I know that right about now you’re probably thinking “that’s not possible”, but I assure you that it is. However, it may not be the solution that works for you, your child, or your circumstances. I’ve said it before and I’ll say it again, the most important thing that my years as an early childhood educator taught me is that every child is different. So, feel free to try exactly what I’m doing, alter some of it, or throw it all out the window. Let’s be honest, no child will be wearing diapers forever, even though it may feel like forever when you are wanting them to be potty trained. I assure you it will happen. I have watched lots of children in their potty training process and it usually goes one of two ways. The first way is that the parent decides its time to potty train based on the age of the child or some other external circumstance. The second way is that the child decides they are ready, whether it be all on their own or by showing signs of readiness and being guided by their parent. I am a firm believer in the second route, it typically means less meltdowns, tears, and accidents. I don’t know about you, but those are the things that I would like to avoid at all costs. We started potty training because Elouise showed signs of readiness, and now she is essentially potty training herself.

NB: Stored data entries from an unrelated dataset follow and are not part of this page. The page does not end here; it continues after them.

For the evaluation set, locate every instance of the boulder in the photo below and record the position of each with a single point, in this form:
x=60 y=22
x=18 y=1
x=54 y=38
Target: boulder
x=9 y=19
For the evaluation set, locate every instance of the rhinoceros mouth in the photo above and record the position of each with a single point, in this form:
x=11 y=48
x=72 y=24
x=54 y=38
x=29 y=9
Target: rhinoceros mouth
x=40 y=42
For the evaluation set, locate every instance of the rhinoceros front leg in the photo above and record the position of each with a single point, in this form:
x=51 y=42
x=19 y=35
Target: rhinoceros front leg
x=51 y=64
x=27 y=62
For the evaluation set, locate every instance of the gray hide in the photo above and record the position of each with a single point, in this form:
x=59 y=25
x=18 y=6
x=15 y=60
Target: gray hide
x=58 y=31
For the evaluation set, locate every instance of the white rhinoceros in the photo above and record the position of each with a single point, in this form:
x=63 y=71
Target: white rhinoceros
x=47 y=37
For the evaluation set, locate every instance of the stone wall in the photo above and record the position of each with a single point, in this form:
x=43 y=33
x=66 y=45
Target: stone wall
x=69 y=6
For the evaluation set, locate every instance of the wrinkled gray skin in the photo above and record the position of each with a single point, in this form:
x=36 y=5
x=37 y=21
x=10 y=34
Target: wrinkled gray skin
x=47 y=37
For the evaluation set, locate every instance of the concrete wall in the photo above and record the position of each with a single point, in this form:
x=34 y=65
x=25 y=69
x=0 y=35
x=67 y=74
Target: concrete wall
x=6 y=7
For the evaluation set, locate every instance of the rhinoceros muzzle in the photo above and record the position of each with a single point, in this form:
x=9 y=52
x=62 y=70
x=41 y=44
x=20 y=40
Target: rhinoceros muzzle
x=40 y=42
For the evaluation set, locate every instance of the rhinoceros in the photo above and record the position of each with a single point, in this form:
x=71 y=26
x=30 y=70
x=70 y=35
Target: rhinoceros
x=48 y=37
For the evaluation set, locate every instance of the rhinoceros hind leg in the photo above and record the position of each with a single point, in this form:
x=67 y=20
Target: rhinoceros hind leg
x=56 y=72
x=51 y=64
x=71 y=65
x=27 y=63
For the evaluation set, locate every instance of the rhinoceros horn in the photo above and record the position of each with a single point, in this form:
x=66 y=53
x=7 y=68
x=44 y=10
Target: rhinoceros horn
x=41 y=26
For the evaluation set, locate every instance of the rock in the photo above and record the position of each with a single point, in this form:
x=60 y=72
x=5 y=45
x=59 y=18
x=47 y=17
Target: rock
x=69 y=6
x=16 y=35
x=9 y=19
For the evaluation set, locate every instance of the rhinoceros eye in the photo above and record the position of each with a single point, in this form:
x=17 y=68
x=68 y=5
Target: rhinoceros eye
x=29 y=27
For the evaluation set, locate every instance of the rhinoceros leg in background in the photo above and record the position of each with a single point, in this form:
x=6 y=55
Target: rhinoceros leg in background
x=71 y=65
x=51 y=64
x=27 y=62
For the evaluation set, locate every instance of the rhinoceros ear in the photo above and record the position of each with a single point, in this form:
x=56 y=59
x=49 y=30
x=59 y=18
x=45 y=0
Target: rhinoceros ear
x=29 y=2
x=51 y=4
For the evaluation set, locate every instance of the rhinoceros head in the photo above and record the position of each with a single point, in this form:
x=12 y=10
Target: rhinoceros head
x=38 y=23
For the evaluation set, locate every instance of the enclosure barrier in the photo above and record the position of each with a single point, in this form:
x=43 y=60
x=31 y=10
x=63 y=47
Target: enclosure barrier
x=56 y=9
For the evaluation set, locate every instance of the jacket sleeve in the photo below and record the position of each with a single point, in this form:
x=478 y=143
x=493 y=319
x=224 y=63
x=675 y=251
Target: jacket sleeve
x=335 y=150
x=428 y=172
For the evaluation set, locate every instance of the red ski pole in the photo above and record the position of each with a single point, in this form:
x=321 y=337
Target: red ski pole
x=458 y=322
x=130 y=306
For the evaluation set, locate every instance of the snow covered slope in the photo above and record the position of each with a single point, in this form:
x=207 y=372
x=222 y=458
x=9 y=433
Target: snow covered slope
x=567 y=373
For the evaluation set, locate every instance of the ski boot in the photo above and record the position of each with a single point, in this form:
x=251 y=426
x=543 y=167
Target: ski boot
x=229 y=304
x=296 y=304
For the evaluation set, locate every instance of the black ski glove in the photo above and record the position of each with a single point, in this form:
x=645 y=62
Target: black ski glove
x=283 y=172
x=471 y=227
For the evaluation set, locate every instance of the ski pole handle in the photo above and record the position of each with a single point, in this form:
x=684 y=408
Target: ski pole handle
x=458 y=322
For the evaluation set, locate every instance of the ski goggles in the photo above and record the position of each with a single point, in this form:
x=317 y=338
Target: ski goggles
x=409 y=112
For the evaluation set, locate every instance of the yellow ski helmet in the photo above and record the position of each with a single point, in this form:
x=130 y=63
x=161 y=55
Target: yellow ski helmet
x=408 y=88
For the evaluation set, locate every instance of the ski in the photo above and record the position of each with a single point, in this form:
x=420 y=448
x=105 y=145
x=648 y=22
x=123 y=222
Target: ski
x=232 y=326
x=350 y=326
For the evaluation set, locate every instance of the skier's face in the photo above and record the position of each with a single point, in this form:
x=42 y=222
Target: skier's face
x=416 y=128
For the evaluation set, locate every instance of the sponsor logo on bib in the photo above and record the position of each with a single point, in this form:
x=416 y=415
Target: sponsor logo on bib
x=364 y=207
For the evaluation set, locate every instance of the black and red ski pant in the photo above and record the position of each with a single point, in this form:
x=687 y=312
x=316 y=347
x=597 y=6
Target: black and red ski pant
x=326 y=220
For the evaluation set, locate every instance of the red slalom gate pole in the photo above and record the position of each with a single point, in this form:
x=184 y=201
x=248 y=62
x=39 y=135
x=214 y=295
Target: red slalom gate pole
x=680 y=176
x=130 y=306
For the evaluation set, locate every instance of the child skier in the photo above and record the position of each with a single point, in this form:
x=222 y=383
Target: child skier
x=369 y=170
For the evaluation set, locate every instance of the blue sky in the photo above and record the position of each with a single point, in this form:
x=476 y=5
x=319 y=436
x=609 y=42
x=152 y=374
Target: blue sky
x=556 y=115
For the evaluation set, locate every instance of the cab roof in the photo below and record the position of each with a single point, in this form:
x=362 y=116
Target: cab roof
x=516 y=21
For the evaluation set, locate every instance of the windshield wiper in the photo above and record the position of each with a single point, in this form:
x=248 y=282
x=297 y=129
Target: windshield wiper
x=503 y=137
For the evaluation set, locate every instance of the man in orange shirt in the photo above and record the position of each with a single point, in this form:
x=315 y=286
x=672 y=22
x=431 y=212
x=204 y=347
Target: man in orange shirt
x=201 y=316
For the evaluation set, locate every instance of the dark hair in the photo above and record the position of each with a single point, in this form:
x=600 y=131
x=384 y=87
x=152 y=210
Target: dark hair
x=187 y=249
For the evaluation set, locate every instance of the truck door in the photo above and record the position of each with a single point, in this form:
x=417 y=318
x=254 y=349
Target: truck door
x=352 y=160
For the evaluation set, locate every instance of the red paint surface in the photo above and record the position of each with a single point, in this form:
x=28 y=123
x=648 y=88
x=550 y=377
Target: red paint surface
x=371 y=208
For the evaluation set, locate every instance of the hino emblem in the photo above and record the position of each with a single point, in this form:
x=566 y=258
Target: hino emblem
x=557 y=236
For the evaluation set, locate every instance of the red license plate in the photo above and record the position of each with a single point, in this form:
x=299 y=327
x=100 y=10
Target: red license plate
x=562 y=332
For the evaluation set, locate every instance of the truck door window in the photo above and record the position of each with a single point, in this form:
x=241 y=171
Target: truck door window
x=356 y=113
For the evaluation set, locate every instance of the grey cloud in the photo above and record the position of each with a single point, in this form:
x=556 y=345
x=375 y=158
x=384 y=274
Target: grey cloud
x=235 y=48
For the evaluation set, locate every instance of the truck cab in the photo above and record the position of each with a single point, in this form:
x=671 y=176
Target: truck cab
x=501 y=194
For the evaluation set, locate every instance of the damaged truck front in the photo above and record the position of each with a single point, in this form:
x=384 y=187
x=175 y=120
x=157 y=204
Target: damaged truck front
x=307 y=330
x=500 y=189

Here’s how it happened for us, first we bought a potty for Elouise. About a month before her 2nd birthday we got this Summer Infant Owl potty after Daddy did a ton of research. We showed it to her and talked about what it was and what we were going to use it for. Then we kept it in the downstairs bathroom that is central to the living area we spend most of our time in. Every once in a while we would talk about it and go look at it, I would offer her to sit on it if she wanted, and at first the answer was usually “no”. This would usually happen when I already was going to the bathroom since she tends to follow me in there anyway. When she said no I never pushed her or argued with her, I would just say “Okay! Maybe next time!” Throughout the day we would casually talk about the highlights of potty training, how we get to wear big girl panties, we don’t have to wear a messy diaper, the little rewards she would get each time she went, and the big reward she would get once she was fully potty trained. Another thing we did was play with her dolls on the potty and the toilet she has in her dollhouse. One day when her doll was going potty in the dollhouse I asked if she wanted to try and she said “Yes!”, so we did! Nothing happened, so we praised her and went about our day. After a few more times of trying she finally went and we gave her a little reward. Since then she’s gone a handful of times, potty and poop, on her toilet. Now we are in the neutral zone. Once she goes enough times and she figures out that she likes one, or all, of the rewards that are involved, she will start going more and more. For us, there is really no rush so this could take days, weeks, or months, and we are okay with that. There will be no arguments, meltdowns, or stress surrounding potty training and so far its been a pretty fun experience! I’ve outlined some tips to motivating your toddler to potty train themselves.
4 Tips for Motivating your Toddler to Self Potty-Train
- Find the right toilet: Here’s the thing, there are so many different options for toilet set ups. Regular toilet, a fun and exciting toddler toilet, a seat that sets on top, a mini toilet that looks like the regular toilet, I mean the options are essentially endless. Do you research so you know what is out there and pick the toilet that you think is going to most motivate your child to get excited about potty training. You do have to take into consideration that once your child is out of their diapers they will have to be using a toilet when you are out and about. Think about how your child will respond, will they need to use their potty only, will they be comfortable going in a regular toilet. We picked the Summer Infant 3-in-1 Owl Tales Interactive Potty with Storybook because our kiddo loves to read and happens to love owls. I don’t anticipate that she will have a hard time going in the regular potty once she is “potty trained” but this potty is easily transportable if I need to keep in the back of my trunk when we leave the house.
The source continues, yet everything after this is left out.